DeepFashion
Dataset + model · 2016 / CVPR
The major fashion resources: DeepFashion, DeepFashion2, DeepFashion3D, MMFashion, and Fashionpedia. This synthesis integrates dataset scope, benchmark role, annotation philosophy, and how each resource relates to the Fashion Emotion Lexicon (FEL).
Dataset + model · 2016 / CVPR
Dataset + benchmark · 2019 / CVPR
Dataset + methodology · 2020 / CVPR
Platform / toolkit · 2020 / arXiv
Ontology + dataset · 2020 / CVPR
| Resource | Core Paper Contribution | What It Adds Beyond Earlier Resources | Most Defining Evidence |
|---|---|---|---|
| DeepFashion | Introduces a very large 2D fashion dataset and FashionNet, which jointly learns attributes and landmarks. | Moves the field from small, weakly annotated collections to rich, large-scale supervised clothing understanding. | 800K+ images, 1K attributes, 300K+ consumer–shop pairs, landmark-aware recognition and retrieval gains. |
| DeepFashion2 | Builds a clothing-centered multi-task benchmark for detection, pose, segmentation, and re-ID under realistic variation. | Adds dense landmarks, masks, deformation labels, and integrated evaluation under occlusion, zoom, and overlap. | 491K images, 801K+ items, 39 landmarks, 873K same-clothing pairs, stronger real-scene benchmark design. |
| DeepFashion3D | Shifts from 2D appearance to true 3D garment geometry with reconstruction, registration, and texture recovery tasks. | Introduces mesh-level supervision, UV space, and physically meaningful garment geometry. | 200K+ images, 2,078 3D garments, mesh/UV/texture annotations, Chamfer and 3D IoU evaluation. |
| MMFashion | Provides a unified PyTorch toolbox covering major fashion vision tasks through modular engineering design. | Does not mainly add a new dataset; instead it operationalizes task development and experimentation at scale. | Shared backbone–head framework, config-driven pipeline, support for attribute, retrieval, parsing, and compatibility tasks. |
| Fashionpedia | Introduces the first large-scale benchmark integrating categories, parts, attributes, and ontology structure. | Adds explicit semantic structure and part-level attribute localization beyond image-level labels. | 27 categories, 19 parts, 46 attributes, pixel-level masks, ontology-aware evaluation and localization tasks. |
In FEL, these resources are not treated as redundant competitors. They act as complementary evidence layers contributing different kinds of knowledge about fashion items.

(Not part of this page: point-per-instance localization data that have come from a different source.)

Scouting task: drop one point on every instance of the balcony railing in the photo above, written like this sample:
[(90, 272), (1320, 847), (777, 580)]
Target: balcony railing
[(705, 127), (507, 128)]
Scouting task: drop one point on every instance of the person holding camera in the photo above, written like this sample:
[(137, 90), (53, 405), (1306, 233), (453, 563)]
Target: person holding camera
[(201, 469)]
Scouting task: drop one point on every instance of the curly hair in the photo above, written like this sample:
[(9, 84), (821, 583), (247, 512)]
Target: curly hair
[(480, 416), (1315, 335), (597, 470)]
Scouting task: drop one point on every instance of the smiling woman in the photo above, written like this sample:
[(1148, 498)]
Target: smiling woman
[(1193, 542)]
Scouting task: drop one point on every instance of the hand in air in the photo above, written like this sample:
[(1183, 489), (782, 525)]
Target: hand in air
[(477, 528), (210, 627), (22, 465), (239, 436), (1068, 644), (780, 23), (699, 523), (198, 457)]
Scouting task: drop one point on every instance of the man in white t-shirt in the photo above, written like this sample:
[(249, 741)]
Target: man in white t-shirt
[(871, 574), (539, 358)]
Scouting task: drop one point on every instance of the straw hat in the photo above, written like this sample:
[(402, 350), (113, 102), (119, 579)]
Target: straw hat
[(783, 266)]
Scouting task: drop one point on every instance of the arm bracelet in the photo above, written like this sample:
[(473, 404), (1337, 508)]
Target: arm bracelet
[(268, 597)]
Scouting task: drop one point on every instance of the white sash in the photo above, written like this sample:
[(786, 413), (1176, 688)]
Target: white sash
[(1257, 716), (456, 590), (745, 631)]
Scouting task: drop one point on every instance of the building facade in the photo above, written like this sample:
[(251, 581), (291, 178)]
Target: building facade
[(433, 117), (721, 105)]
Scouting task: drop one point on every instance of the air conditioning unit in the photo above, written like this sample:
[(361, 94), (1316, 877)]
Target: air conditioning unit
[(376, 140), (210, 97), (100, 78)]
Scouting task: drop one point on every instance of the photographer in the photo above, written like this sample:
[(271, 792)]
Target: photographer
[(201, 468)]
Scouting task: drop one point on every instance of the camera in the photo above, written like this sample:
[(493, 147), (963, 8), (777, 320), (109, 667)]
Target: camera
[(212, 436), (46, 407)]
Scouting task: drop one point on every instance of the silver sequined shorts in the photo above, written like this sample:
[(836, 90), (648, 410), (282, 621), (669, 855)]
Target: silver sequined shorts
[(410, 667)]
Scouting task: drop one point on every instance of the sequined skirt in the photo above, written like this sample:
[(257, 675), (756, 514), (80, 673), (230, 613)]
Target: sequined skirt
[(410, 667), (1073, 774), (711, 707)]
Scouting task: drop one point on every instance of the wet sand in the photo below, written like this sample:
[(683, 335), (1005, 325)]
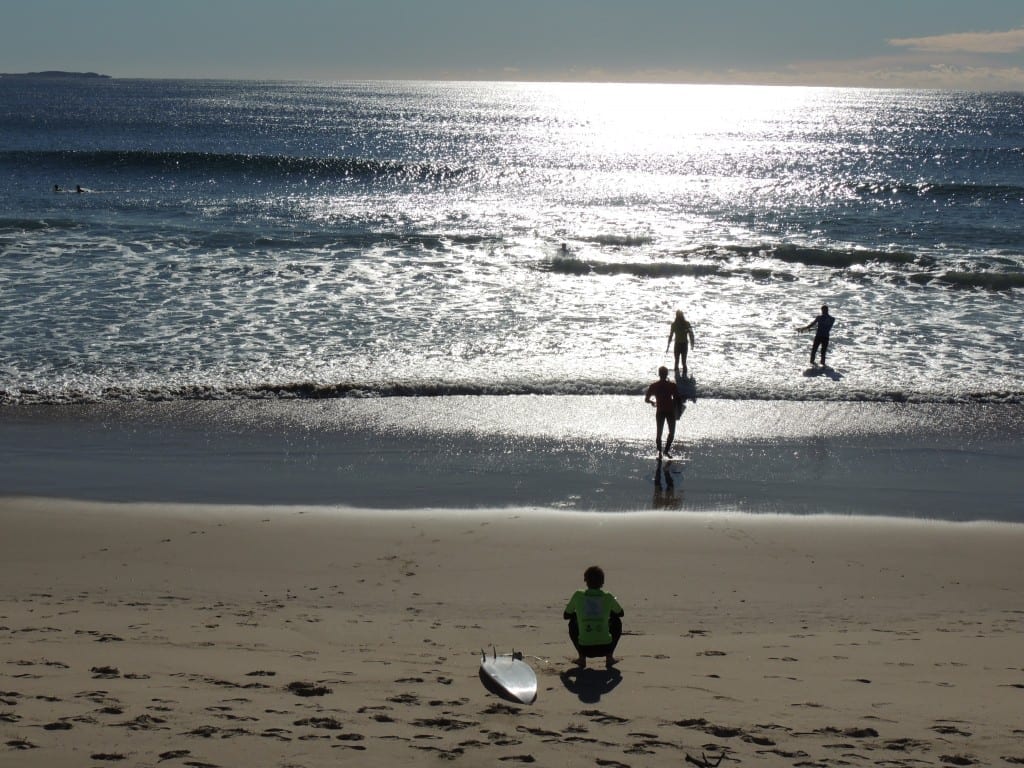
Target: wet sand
[(214, 635)]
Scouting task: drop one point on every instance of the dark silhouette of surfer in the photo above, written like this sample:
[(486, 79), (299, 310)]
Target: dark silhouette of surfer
[(595, 620), (822, 325), (664, 395), (665, 488), (683, 333)]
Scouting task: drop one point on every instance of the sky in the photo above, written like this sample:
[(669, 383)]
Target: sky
[(972, 44)]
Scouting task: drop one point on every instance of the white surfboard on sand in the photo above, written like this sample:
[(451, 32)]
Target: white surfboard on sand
[(510, 675)]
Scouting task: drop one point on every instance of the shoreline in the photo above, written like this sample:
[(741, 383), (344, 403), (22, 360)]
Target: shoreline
[(573, 453), (173, 633)]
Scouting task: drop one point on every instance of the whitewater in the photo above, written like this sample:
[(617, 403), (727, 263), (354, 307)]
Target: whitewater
[(267, 240)]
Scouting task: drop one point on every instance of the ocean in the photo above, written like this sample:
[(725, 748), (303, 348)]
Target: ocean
[(284, 240)]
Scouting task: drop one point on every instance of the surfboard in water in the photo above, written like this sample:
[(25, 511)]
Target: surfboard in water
[(507, 674)]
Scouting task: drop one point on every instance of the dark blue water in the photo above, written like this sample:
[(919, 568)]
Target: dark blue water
[(239, 239)]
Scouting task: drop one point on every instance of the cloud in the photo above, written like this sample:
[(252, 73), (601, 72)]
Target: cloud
[(966, 42)]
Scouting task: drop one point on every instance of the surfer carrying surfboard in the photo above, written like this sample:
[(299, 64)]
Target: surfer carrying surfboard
[(595, 620), (822, 325), (664, 395), (683, 333)]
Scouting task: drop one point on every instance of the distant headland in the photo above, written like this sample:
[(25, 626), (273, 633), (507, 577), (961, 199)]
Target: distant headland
[(56, 74)]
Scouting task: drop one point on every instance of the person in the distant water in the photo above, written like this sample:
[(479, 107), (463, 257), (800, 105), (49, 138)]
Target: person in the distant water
[(595, 620), (664, 394), (822, 325), (683, 333)]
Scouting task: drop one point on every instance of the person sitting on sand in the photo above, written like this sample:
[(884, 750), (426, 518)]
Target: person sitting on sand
[(595, 620), (683, 332), (664, 395), (822, 324)]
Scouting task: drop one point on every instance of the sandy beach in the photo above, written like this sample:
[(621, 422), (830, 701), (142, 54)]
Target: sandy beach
[(217, 636), (302, 584)]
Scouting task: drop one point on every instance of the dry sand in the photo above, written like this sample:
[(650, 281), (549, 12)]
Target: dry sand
[(243, 636)]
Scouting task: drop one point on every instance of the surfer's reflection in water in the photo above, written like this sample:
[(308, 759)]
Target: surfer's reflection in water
[(665, 487)]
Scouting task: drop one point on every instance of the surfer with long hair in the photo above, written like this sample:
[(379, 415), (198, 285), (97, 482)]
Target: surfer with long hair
[(682, 331)]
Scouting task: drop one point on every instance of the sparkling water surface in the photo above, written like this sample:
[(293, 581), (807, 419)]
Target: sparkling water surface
[(252, 240)]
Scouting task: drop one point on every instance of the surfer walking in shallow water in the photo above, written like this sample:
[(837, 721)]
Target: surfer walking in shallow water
[(682, 331), (664, 395), (822, 325)]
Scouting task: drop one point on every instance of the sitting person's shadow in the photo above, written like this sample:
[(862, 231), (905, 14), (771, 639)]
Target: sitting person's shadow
[(590, 684)]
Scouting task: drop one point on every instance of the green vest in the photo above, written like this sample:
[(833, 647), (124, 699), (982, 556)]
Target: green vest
[(592, 609)]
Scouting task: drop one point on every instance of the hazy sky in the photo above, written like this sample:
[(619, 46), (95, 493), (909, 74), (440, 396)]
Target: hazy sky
[(976, 44)]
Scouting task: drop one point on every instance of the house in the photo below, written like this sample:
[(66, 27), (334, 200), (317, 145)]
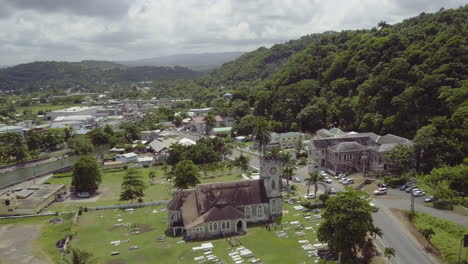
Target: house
[(149, 135), (226, 208), (221, 131), (285, 140), (145, 160), (198, 124), (30, 200), (187, 142), (160, 147), (72, 111), (127, 157), (12, 129), (352, 152), (227, 96)]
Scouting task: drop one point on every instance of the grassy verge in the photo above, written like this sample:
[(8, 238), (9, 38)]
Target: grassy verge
[(447, 235), (97, 229)]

DeepFashion anchors the system in 2D appearance evidence: category, attribute, landmark, and paired retrieval supervision. DeepFashion2 strengthens this with structure-aware real-world evidence, especially detection, dense landmarks, segmentation, and re-identification under difficult conditions.
Fashionpedia provides the semantic grounding layer by explicitly organizing categories, parts, and attributes into a more ontology-like structure. DeepFashion3D extends the system into physical garment geometry, supplying pose-aware 3D evidence rather than only 2D appearance. MMFashion serves as the engineering layer, helping operationalize experiments and benchmark implementations across tasks.
DeepFashion: “What is visible?”
DeepFashion2: “How is it arranged under real-world conditions?”
Fashionpedia: “Which part has which meaning or property?”
DeepFashion3D: “What is the garment’s physical form?”
MMFashion: “How do we implement, benchmark, and iterate efficiently?”
From an FEL perspective, the progression is: appearance → structure → semantics → geometry, while the toolkit layer enables reproducible experimentation around all of them.